Auteur prolifique, il touche à tous les genres: poésie, nouvelles, romans pour adultes ou pour enfants. Son imagination bouillonnante nous embarque dans des histoires aux multiples rebondissements alors que sa poésie fouille avec délicatesse ou acuité les émotions profondément enfouies.

Sombre destin 2020 Innov éditions (nouvelles)
Kaly l'enfant chasseur 2021. Ganndal col La Case à palabre (roman jeunesse)
La tragédie des jumelles 2022 L'Harmattan Guinée (roman)
Vers hybrides 2023 . Yigui éditions (Poésie)
Amour nostalgique 2024 . Le Lys bleu France (roman ado)
Le poids du regard  2025. Ganndal, col. Gos&Gars (roman ado).
Les versets d'un poète indigent 2026. Golden éditions (Poésie)


30 avril 2026

Raymond Bamane , consacré 2ème du Grand Prix du Président de la République de Guinée

 

© guinéesource.com
Les lumières de Lampédusa, un roman qui renvoie chacun à ses responsabilités dans cet exode massif des jeunes vers l'eldorado européen. Ils sont partis à l'aventure, déçus par leur pays, trahis en quelque sorte par des promesses de travail jamais tenues, par des conditions de vie qui se dégradent de jour en jour, la gouttière qui remplit le seau au pied du lit de la mère est criante de vérité ! Dans ce roman fort, Raymond Bamane fait une véritable analyse sociologique de la Guinée , mais il n'épargne pas non plus l'Europe qui ne sait plus faire sa place à l'étranger à quelques exceptions près du côté associatif. Les dangers n'ont pas changé depuis la publication du livre et on déplore toujours autant de morts sur la route. Le roman se termine cependant sur une note d'espoir. Tahoui, "retourné" en Guinée, meurtri dans sa fierté mais désormais lucide, va rebondir et créer sa place dans son pays. La préface de Nadine Bari fait écho avec vigueur au texte de Bamane. 

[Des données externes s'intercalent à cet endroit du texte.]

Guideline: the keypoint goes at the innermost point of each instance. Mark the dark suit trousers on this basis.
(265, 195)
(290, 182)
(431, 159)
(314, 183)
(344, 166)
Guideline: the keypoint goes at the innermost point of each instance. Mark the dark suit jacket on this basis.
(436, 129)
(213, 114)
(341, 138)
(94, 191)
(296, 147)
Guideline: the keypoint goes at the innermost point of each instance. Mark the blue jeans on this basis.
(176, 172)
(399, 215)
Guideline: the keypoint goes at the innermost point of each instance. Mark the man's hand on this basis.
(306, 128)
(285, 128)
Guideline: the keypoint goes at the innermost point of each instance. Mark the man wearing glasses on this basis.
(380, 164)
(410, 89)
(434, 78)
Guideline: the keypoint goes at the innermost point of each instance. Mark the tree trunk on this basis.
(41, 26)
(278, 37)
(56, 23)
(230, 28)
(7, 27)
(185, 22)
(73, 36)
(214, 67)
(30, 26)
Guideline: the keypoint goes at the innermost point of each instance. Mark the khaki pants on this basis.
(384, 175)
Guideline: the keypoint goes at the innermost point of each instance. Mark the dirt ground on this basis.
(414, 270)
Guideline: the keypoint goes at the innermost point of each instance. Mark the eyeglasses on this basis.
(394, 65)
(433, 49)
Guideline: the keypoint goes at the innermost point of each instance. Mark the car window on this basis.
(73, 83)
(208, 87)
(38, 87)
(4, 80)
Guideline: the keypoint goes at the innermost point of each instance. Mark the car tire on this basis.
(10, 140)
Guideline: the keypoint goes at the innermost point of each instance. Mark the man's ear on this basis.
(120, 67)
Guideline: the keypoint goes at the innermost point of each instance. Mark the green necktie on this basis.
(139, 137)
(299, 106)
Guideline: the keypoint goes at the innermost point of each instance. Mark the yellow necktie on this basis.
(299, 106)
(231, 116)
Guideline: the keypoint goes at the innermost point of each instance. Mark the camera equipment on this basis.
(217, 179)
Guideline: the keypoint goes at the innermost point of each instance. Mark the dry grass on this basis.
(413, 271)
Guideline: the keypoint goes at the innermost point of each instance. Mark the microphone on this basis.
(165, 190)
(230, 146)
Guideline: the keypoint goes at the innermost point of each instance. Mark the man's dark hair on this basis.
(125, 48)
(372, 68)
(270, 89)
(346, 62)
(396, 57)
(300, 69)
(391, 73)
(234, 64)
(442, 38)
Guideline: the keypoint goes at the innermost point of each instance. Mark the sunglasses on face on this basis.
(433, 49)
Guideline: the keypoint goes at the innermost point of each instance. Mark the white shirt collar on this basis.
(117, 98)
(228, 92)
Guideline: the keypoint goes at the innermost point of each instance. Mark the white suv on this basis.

Félicitations admiratives à Raymond Bamane pour cette deuxième place en cette première édition du Grand Prix Littéraire du Président de la République.
Les Lumières de Lampedusa/ Raymond BAMANE, Editions Ganndal, 2021 ISBN 978-2-35045-117-6

26 avril 2026

Antoine Bangoura nous a quittés.

 

Nous avons appris avec une profonde tristesse le décès d'Antoine Bangoura. Nous perdons un vieil ami, membre fondateur de l'AALJ, éducateur dans l'âme. Son roman "Bakomê à la recherche de son père" (éditions Ganndal, col. La case à palabre) faisait partie des défis lectures et avait passionné les enfants. Jusqu'à la fin de sa vie il s'est consacré à l'éducation, en tant que professeur, chercheur à l'INRAP et directeur de Groupes scolaires à Conakry puis à Boffa.

Toutes nos condoléances à sa famille et à la communauté des auteurs. Qu'il repose en paix.